22.10.05



Uma opinião bem explicada

Acabo de receber este email do Marcos Martins, lá no jornal:
Pessoal, somente esta semana fiz minha cabeça sobre o referendo. Sou contra as armas. Nem mesmo quando penso em defesa pessoal ou de patrimônio, consigo ver as armas como definitivamente úteis, pois não consigo concluir se a posse de uma arma num momento crítico defende ou expõe mais ao risco a vida do "defendido".

A arma pode ajudar se estiver na mão de uma pessoa preparada para usá-la, mas vai piorar muito as coisas nas mãos de uma pessoa despreparada, seja física, técnica ou psicológiamente.

Entendo portantoque existem diversas situações particulares, tornando-se difícil aplicar uma regra geral e única. Aliás, as margens apertadas que estão sendo divulgadas pelos institutos de pesquisa refletem esse equilíbrio de prós e contras.

Mas não me permito o direito de acreditar que o SIM -- a proibição do comércio legal de armas -- vai tirar as armas de circulação. Precisamos ser realistas. Essa divisão quase que perfeita da opinião pública nos indica que muita gente "de bem" entende que deve/precisa/tem-que-ter uma arma.

Então, além da demanda dos bandidos, muita gente de bem vai continuar a comprar armas, mesmo com a proibição. A decisão de comprar uma arma não obedece a um impulso consumista, ditado por moda, mas sim a um instinto primitivo de auto defesa e sobrevivência.

Qual a efetividade da proibição do comércio legal na redução da quantidade de armas em circulação? Pouca ou nenhuma. Veja o exemplo das drogas: o comércio legal de cocaína é proibido, mas ela é largamente ofertada pelo mundo afora, através de sofisticados esquemas de distribuição operados por organizações criminosas, verdadeiros "impérios do mal" fortemente armados, com um poderio bélico de fazer inveja aos exércitos de muitos países e que desafiam o poder público em muitos deles.

Temos hoje vários países reféns dessas organizações criminosas (como a Colômbia) e cidades têm sua vida frequentemente afetada pelas atividades do tráfico (Rio, São Paulo, etc.)

A mesma coisa vai acontecer com as armas. Na verdade pior, pois, ao contrário da cocaína, a produção de armas vai continuar permitida. E aí vai a logística "do mal": essa arma produzida no Brasil vai então ser exportada para algum país com quem temos uma fronteira terrestre (muito) mal vigiada pelas nossas autoridades e voltará clandestinamente para cá, com todos os incentivos fiscais concedidos às exportações (vocês devem conhecer o que acontece com a exportação de cigarro).

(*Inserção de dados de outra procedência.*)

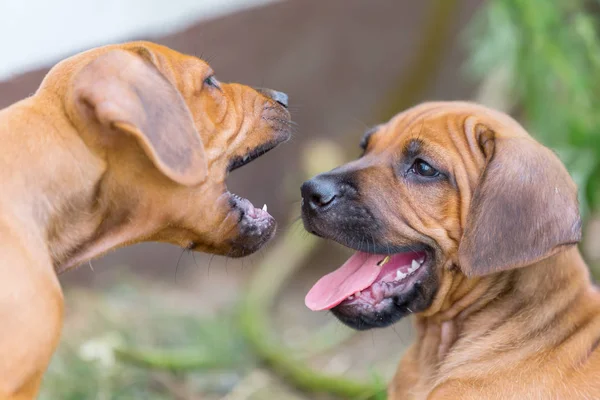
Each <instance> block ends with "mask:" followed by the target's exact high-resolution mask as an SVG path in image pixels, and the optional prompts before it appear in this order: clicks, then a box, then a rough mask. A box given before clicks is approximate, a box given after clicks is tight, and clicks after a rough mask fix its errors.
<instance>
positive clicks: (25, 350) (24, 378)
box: [0, 42, 290, 399]
mask: <svg viewBox="0 0 600 400" xmlns="http://www.w3.org/2000/svg"><path fill="white" fill-rule="evenodd" d="M286 108H287V96H286V95H285V94H283V93H279V92H275V91H272V90H267V89H258V90H255V89H252V88H250V87H247V86H242V85H238V84H225V83H220V82H219V81H217V80H216V78H215V77H214V76H213V71H212V70H211V68H210V66H209V65H208V64H206V63H205V62H204V61H202V60H200V59H198V58H196V57H191V56H186V55H183V54H180V53H177V52H175V51H173V50H170V49H168V48H166V47H162V46H158V45H156V44H152V43H146V42H135V43H128V44H123V45H117V46H107V47H102V48H98V49H95V50H91V51H88V52H86V53H82V54H79V55H77V56H74V57H72V58H69V59H67V60H65V61H63V62H61V63H59V64H58V65H57V66H56V67H54V68H53V69H52V70H51V71H50V73H49V74H48V75H47V76H46V78H45V79H44V81H43V83H42V85H41V86H40V88H39V90H38V91H37V92H36V93H35V94H34V95H33V96H32V97H30V98H28V99H26V100H23V101H21V102H19V103H16V104H14V105H12V106H11V107H8V108H7V109H4V110H2V111H0V138H1V140H2V146H1V150H0V152H1V157H0V182H2V190H1V191H0V238H1V239H2V240H1V241H0V321H1V326H2V329H1V333H0V399H31V398H34V397H35V395H36V393H37V391H38V387H39V383H40V379H41V377H42V374H43V372H44V370H45V369H46V366H47V364H48V362H49V360H50V356H51V355H52V353H53V351H54V349H55V347H56V345H57V342H58V340H59V334H60V329H61V322H62V312H63V298H62V293H61V289H60V285H59V283H58V279H57V276H56V274H57V273H58V272H62V271H65V270H67V269H69V268H72V267H75V266H77V265H79V264H81V263H83V262H85V261H87V260H90V259H91V258H93V257H96V256H98V255H99V254H102V253H104V252H106V251H108V250H111V249H114V248H117V247H121V246H125V245H129V244H132V243H136V242H141V241H161V242H169V243H173V244H176V245H179V246H182V247H186V248H188V249H193V250H198V251H206V252H210V253H216V254H226V255H228V256H232V257H241V256H244V255H247V254H250V253H252V252H254V251H256V250H257V249H258V248H259V247H260V246H261V245H262V244H264V243H265V242H266V241H268V240H269V239H270V238H271V237H272V235H273V233H274V231H275V221H274V220H273V218H272V217H271V216H270V215H269V214H268V213H267V212H266V210H261V209H256V208H254V207H253V206H252V204H250V202H249V201H248V200H245V199H242V198H240V197H238V196H236V195H232V194H230V193H229V192H228V191H227V188H226V186H225V178H226V176H227V174H228V172H230V171H231V170H233V169H235V168H238V167H240V166H242V165H244V164H246V163H248V162H250V161H251V160H252V159H254V158H255V157H257V156H259V155H261V154H263V153H265V152H266V151H268V150H270V149H271V148H273V147H274V146H276V145H277V144H279V143H281V142H283V141H285V140H286V139H288V137H289V135H290V119H289V118H290V116H289V113H288V111H287V110H286Z"/></svg>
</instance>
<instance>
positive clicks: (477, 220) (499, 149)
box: [458, 130, 581, 276]
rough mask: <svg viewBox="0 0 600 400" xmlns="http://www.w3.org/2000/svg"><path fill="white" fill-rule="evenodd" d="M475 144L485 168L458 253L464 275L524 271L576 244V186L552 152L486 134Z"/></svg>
mask: <svg viewBox="0 0 600 400" xmlns="http://www.w3.org/2000/svg"><path fill="white" fill-rule="evenodd" d="M479 143H480V144H481V147H482V149H483V150H484V153H485V154H486V158H487V166H486V168H485V171H484V172H483V174H482V176H481V178H480V181H479V185H478V186H477V188H476V190H475V193H474V195H473V199H472V200H471V206H470V211H469V215H468V217H467V225H466V227H465V230H464V233H463V237H462V239H461V242H460V246H459V249H458V258H459V263H460V267H461V269H462V271H463V272H464V273H465V274H466V275H467V276H481V275H486V274H490V273H494V272H498V271H504V270H509V269H513V268H519V267H523V266H525V265H528V264H532V263H535V262H536V261H539V260H542V259H544V258H546V257H549V256H551V255H553V254H555V253H556V252H558V251H559V250H561V249H562V248H564V247H565V246H569V245H573V244H575V243H577V242H579V241H580V240H581V219H580V215H579V203H578V201H577V187H576V186H575V183H574V182H573V180H572V179H571V177H570V176H569V173H568V172H567V170H566V169H565V167H564V166H563V164H562V163H561V162H560V160H559V159H558V157H556V156H555V155H554V153H553V152H551V151H550V150H549V149H547V148H546V147H544V146H542V145H540V144H539V143H537V142H536V141H534V140H533V139H531V138H529V137H498V136H497V135H495V134H494V132H492V131H490V130H484V132H483V133H481V134H480V135H479Z"/></svg>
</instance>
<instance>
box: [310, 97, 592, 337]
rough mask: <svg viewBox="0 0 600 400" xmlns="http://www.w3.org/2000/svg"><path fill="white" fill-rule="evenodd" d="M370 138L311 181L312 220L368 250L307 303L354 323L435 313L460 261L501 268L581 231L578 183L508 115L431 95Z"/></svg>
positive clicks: (310, 223) (312, 229)
mask: <svg viewBox="0 0 600 400" xmlns="http://www.w3.org/2000/svg"><path fill="white" fill-rule="evenodd" d="M362 147H363V149H364V154H363V156H362V157H361V158H359V159H358V160H356V161H353V162H351V163H349V164H346V165H344V166H342V167H340V168H337V169H334V170H332V171H330V172H328V173H325V174H322V175H319V176H317V177H315V178H313V179H311V180H309V181H307V182H305V183H304V185H303V186H302V197H303V206H302V216H303V220H304V224H305V227H306V229H307V230H309V231H310V232H312V233H314V234H316V235H319V236H322V237H325V238H330V239H333V240H336V241H338V242H340V243H341V244H343V245H346V246H348V247H350V248H353V249H355V250H357V251H358V252H357V253H356V254H355V255H354V256H352V257H351V258H350V259H349V260H348V261H347V262H346V263H345V264H344V265H343V266H342V267H341V268H339V269H338V270H337V271H335V272H333V273H331V274H329V275H327V276H325V277H323V278H322V279H321V280H320V281H319V282H318V283H317V284H316V285H315V286H314V287H313V289H312V290H311V291H310V292H309V294H308V295H307V297H306V304H307V306H308V307H309V308H311V309H313V310H323V309H331V310H332V312H333V313H334V314H335V315H336V316H337V317H338V318H340V319H341V320H342V321H343V322H345V323H346V324H348V325H349V326H351V327H354V328H357V329H368V328H372V327H383V326H388V325H390V324H392V323H394V322H396V321H397V320H398V319H400V318H401V317H403V316H404V315H406V314H409V313H412V312H416V313H418V312H423V311H426V310H427V309H428V307H430V305H431V304H432V302H433V301H434V299H435V297H436V295H437V294H438V289H439V283H440V282H441V280H442V278H443V275H444V273H445V272H447V271H449V270H451V269H458V270H459V271H461V273H463V274H465V275H467V276H468V277H472V276H482V275H488V274H494V273H501V272H502V271H505V270H510V269H514V268H519V267H523V266H526V265H528V264H532V263H534V262H536V261H539V260H542V259H544V258H546V257H549V256H550V255H552V254H555V253H556V252H558V251H559V250H561V249H563V248H564V247H565V246H569V245H572V244H574V243H577V242H578V241H579V240H580V237H581V229H580V218H579V211H578V203H577V190H576V187H575V184H574V183H573V181H572V180H571V178H570V176H569V174H568V173H567V171H566V170H565V168H564V167H563V165H562V164H561V163H560V161H559V160H558V158H557V157H556V156H555V155H554V154H553V153H552V152H551V151H550V150H548V149H547V148H545V147H543V146H541V145H540V144H539V143H537V142H535V141H534V140H533V139H532V138H531V137H530V136H529V135H528V134H527V133H526V132H525V131H524V130H523V128H522V127H521V126H520V125H519V124H518V123H517V122H515V121H514V120H513V119H511V118H510V117H508V116H507V115H505V114H502V113H499V112H496V111H493V110H489V109H486V108H484V107H481V106H477V105H473V104H468V103H458V102H455V103H452V102H450V103H426V104H423V105H420V106H417V107H415V108H412V109H409V110H408V111H406V112H403V113H401V114H399V115H398V116H396V117H395V118H394V119H392V120H391V121H389V122H388V123H386V124H383V125H381V126H378V127H376V128H374V129H372V130H371V131H369V132H367V134H366V135H365V137H364V139H363V142H362Z"/></svg>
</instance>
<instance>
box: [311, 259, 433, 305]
mask: <svg viewBox="0 0 600 400" xmlns="http://www.w3.org/2000/svg"><path fill="white" fill-rule="evenodd" d="M430 263H431V262H430V257H428V253H427V252H425V251H416V252H403V253H396V254H389V255H388V254H370V253H364V252H361V251H358V252H356V253H355V254H354V255H353V256H352V257H350V258H349V259H348V261H346V262H345V263H344V264H343V265H342V266H341V267H340V268H338V269H337V270H335V271H333V272H331V273H330V274H328V275H325V276H324V277H323V278H321V279H320V280H319V281H318V282H317V283H316V284H315V285H314V286H313V287H312V289H311V290H310V291H309V292H308V294H307V295H306V298H305V304H306V306H307V307H308V308H309V309H311V310H313V311H321V310H330V309H332V308H334V307H337V306H339V305H351V304H354V303H357V304H361V305H362V306H370V307H371V308H373V309H375V310H376V309H377V308H379V306H381V307H384V306H386V304H384V303H385V300H387V299H401V298H403V294H404V293H405V292H406V293H408V292H410V291H411V290H412V289H413V286H414V283H415V282H417V281H418V280H419V278H420V277H421V276H422V275H424V274H425V273H426V272H427V271H426V270H427V266H428V265H429V264H430Z"/></svg>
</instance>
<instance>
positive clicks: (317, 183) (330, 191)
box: [300, 175, 342, 211]
mask: <svg viewBox="0 0 600 400" xmlns="http://www.w3.org/2000/svg"><path fill="white" fill-rule="evenodd" d="M300 191H301V193H302V200H303V202H304V204H306V205H307V206H308V207H309V208H310V209H311V210H313V211H324V210H326V209H328V208H330V207H331V206H333V205H334V204H335V203H336V202H337V201H338V200H340V198H341V197H342V191H341V187H340V185H339V183H338V182H336V181H335V180H334V179H333V178H331V177H328V176H325V175H319V176H317V177H315V178H313V179H311V180H309V181H306V182H304V183H303V184H302V187H301V189H300Z"/></svg>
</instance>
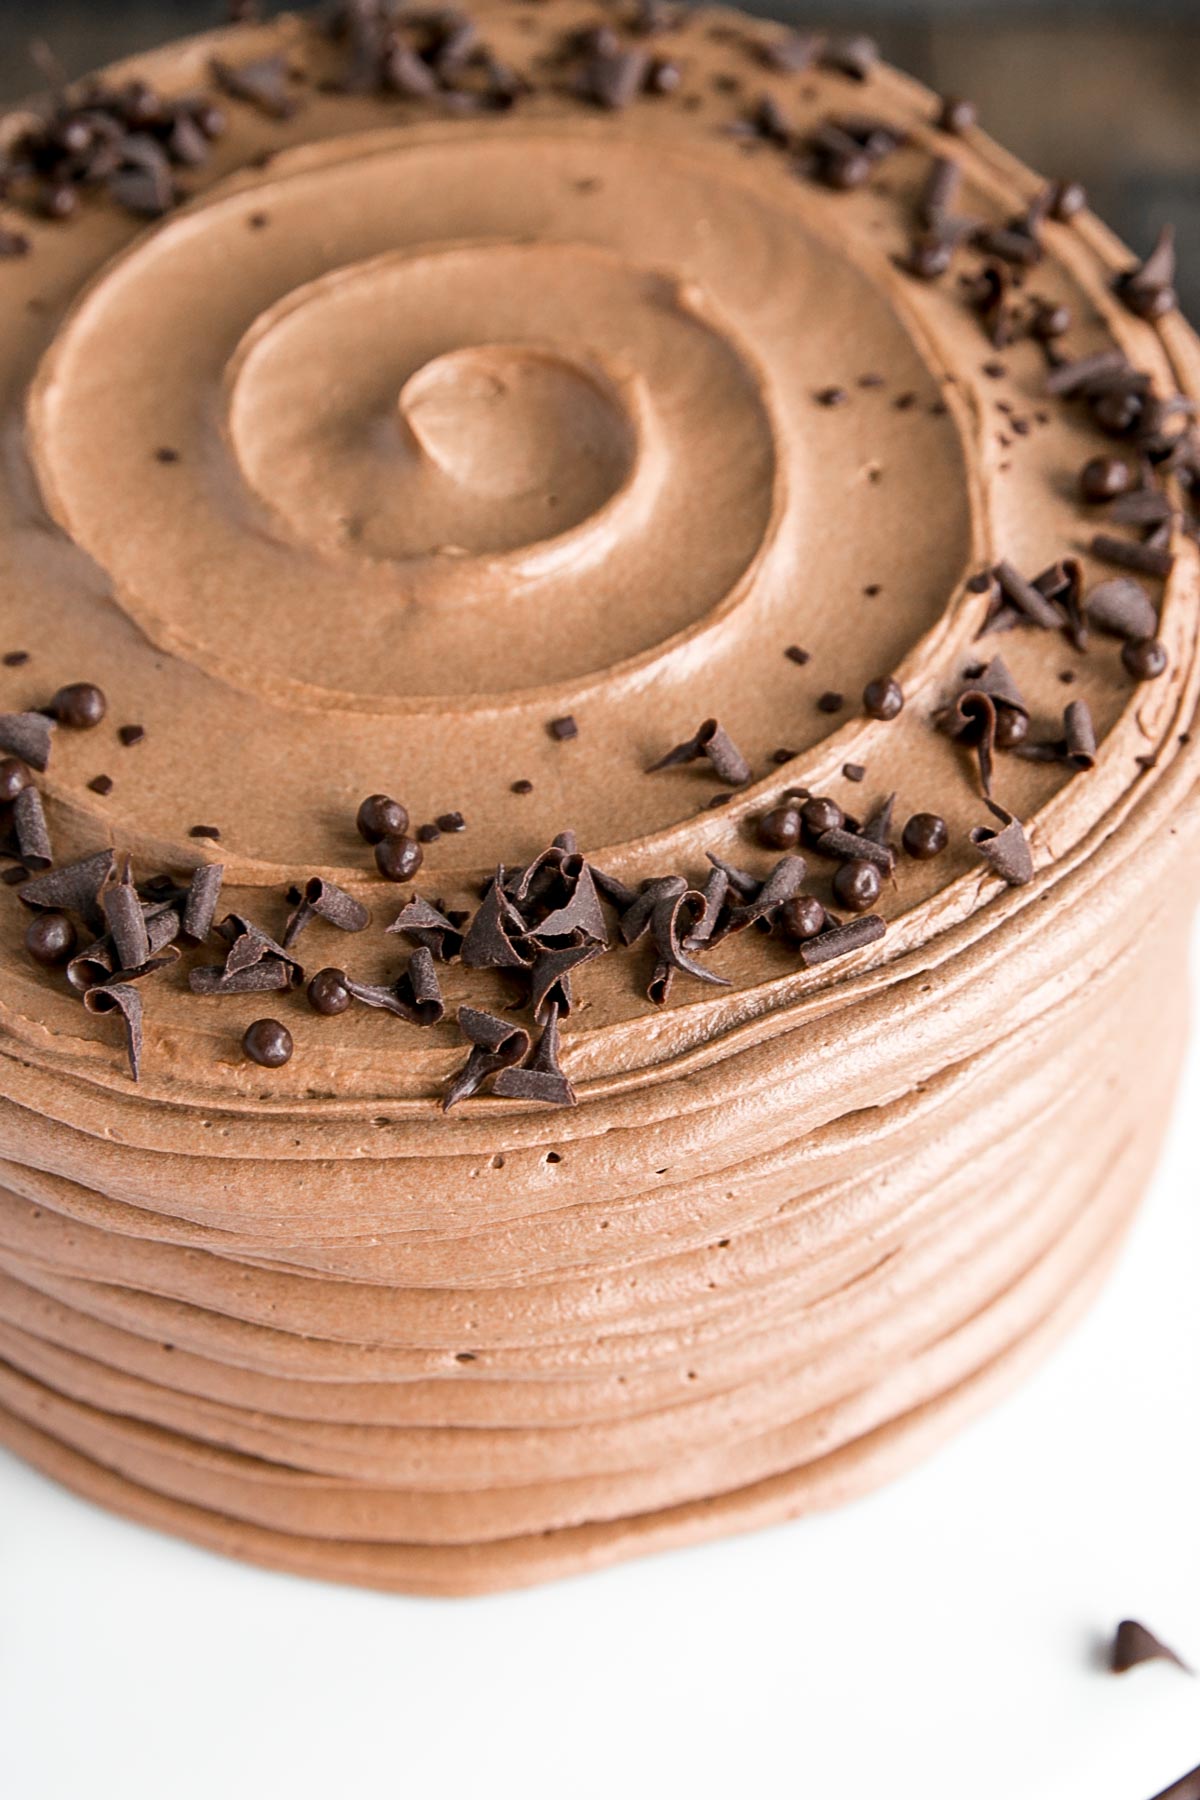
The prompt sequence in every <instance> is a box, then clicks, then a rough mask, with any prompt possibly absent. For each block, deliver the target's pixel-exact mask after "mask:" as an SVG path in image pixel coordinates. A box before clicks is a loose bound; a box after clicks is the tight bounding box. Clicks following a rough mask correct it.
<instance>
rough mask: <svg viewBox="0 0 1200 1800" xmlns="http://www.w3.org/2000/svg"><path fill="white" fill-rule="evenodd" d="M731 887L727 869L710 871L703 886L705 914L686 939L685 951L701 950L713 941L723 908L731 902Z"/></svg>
mask: <svg viewBox="0 0 1200 1800" xmlns="http://www.w3.org/2000/svg"><path fill="white" fill-rule="evenodd" d="M729 887H730V882H729V875H727V873H725V869H718V868H714V869H711V871H709V878H707V882H705V884H703V914H702V916H700V918H698V920H696V923H694V925H693V929H691V931H689V932H687V936H685V938H684V949H685V950H700V949H703V945H705V943H709V941H711V940H712V934H714V931H716V922H718V920H720V916H721V907H723V905H725V902H727V900H729Z"/></svg>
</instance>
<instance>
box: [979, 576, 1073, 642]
mask: <svg viewBox="0 0 1200 1800" xmlns="http://www.w3.org/2000/svg"><path fill="white" fill-rule="evenodd" d="M995 576H997V581H999V583H1000V592H1002V594H1004V598H1006V599H1007V601H1011V605H1013V607H1016V610H1018V612H1020V614H1022V616H1024V617H1025V619H1029V623H1031V625H1040V626H1042V630H1047V632H1056V630H1060V628H1061V623H1063V616H1061V612H1060V610H1058V608H1056V607H1054V605H1051V601H1049V599H1047V598H1045V594H1042V590H1040V589H1038V587H1036V585H1034V583H1033V581H1025V578H1024V574H1020V572H1018V571H1016V569H1015V567H1013V563H1009V562H1000V563H997V567H995Z"/></svg>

Assim, a venda de armas, que hoje em grande parte é feita pelas lojas especializadas -- pagando impostos, gerando empregos formais e, sobretudo, permitindo um rastremento e controle da quantidade vendida -- vai cair totalmente na clandestinidade e ser feita pela "filial" dos traficantes de drogas.

Estes serão fortalecidos pelo aumento do volume do que até então era uma mercadoria secundária (as armas), em perfeita sinergia com a mercadoria principal (a cocaína), diluindo custos fixos e aumentando a margem de contribuição da bandidagem.

Esse comércio ilegal -- que já existe, mas será fortalecido pelo SIM -- vai ser combatido pela polícia, que trocará tiros com os novos traficantes de armas que a vitória do SIM vai criar. Eles matarão gente, entrarão em confronto com gangues rivais em disputa de território, com as quais trocarão mais tiros e matarão mais gente, aliciarão adolescentes -- sim, vão precisar de mais gente, pois os negócios
irão de vento em popa! -- desafiarão ainda mais o poder público, consumirão mais recursos públicos para seu combate, corromperão policiais e juízes, etc. etc. etc.


Portanto, como não quero dar asa a cobra nem botar azeitona na empada de bandido, enfim, como sou contra a bandidagem, como sou contra a violência, como sou contra a corrupção de policiais, como sou contra o fortalecimento de organizações criminosas, como sou contra o aliciamento de menores para o crime...

...meu voto é NÃO.

E você? Pense bem até domingo...
Se alguém acha que nada disso que ele descreveu vai acontecer, boa sorte!

Além da questão ideológica, penso exatamente assim. Acho que a cada porta legal que o governo fecha, abrem-se milhares de janelas na ilegalidade -- que é, ao fim e ao cabo, a origem da grande violência, aquela que desafia o Estado e zomba da nossa cara.

Crimes passionais e acidentes domésticos existem desde o começo dos tempos, e não deixarão de existir. Ao contrário do que pensa o meu cândido e bem-intencionado amigo Luis Garcia, um marido que quer matar a mulher (ou vice-versa) não precisa de revolver na gaveta da mesinha de cabeceira.